Robert B. Russell*, Richard R. Copley & Geoffrey J. Barton
J. Mol. Biol., Accepted 8/2/1996.

University of Oxford
Laboratory of Molecular Biophysics
The Rex Richards Building, South Parks Road
Oxford, OX1 3QU, England
Tel: 44 1865 275368 FAX: 44 1865 510454
E-mail: gjb@bioch.ox.ac.uk

*Present Address:
Biomolecular Modelling Laboratory
Imperial Cancer Research Fund Laboratories
44 Lincoln's Inn Fields, P.O. Box 123
London, WC2A 3PX, England
E-mail: russell@icrf.icnet.uk

Abstract

A strategy is presented for protein fold recognition from secondary structure assignments (alpha-helix and beta-strand). The method can detect similarities between protein folds in the absence of sequence similarity. Secondary structure mapping first identifies all possible matches (maps) between a query string of secondary structures and the secondary structures of protein domains of known three--dimensional structure. The maps are then passed through a series of structural filters to remove those that do not obey simple rules of protein structure. The surviving maps are ranked by scores from the alignment of predicted and experimental accessibilities. Searches made with secondary structure assignments for a test set of eleven fold-families put the correct sequence-dissimilar fold in the first rank 8/11 times. With cross-validated predictions of secondary structure this drops to 4/11 which compares favourably with the widely used THREADER program (1/11). The structural class is correctly predicted 10/11 times by the method in contrast to 5/11 for THREADER. The new technique obtains comparable accuracy in the alignment of amino acid residues and secondary structure elements. Searches are also performed with published secondary structure predictions for the von-Willebrand factor type A domain, the proteasome 20S alpha subunit and the phosphotyrosine interaction domain.
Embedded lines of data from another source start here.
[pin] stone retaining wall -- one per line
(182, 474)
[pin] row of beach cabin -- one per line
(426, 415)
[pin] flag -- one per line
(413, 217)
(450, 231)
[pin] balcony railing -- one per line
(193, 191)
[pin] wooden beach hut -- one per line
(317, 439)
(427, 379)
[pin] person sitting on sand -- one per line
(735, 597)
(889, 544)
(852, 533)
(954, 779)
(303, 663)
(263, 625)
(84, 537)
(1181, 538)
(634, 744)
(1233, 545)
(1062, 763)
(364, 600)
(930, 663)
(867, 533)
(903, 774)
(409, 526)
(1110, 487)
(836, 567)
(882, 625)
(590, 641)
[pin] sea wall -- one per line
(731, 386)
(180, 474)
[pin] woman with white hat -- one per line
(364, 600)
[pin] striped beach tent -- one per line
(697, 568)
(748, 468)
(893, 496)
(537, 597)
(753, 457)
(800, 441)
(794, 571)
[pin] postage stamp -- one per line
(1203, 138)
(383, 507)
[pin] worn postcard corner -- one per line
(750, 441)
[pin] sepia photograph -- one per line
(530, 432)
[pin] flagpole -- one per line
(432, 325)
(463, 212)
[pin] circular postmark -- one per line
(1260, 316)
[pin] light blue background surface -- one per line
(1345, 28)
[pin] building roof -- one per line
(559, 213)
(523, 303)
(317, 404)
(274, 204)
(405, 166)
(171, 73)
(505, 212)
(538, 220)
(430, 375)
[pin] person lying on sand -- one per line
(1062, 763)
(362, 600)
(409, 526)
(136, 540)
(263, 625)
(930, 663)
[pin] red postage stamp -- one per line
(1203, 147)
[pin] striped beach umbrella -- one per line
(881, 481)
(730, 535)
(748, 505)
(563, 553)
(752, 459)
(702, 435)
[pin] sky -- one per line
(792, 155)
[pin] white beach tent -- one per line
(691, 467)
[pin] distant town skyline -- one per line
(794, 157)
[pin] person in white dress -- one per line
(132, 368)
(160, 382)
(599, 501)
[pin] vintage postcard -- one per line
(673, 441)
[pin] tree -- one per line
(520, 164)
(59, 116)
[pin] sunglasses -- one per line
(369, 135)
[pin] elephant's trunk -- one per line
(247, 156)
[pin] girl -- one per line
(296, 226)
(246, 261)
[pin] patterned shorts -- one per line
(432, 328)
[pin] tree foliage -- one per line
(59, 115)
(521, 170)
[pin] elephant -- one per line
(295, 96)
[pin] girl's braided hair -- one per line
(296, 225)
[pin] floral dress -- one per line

These searches demonstrate how the method can find the correct fold for a protein from a carefully constructed secondary structure prediction, multiple sequence alignment and distance restraints. Scans with experimentally determined secondary structures and accessibility, recognise the correct fold with high alignment accuraciy (86% on secondary structures). This suggests that the accuracy of mapping will improve alongside any improvements in the prediction of secondary structure or accessibility. Application to NMR structure determination is also discussed.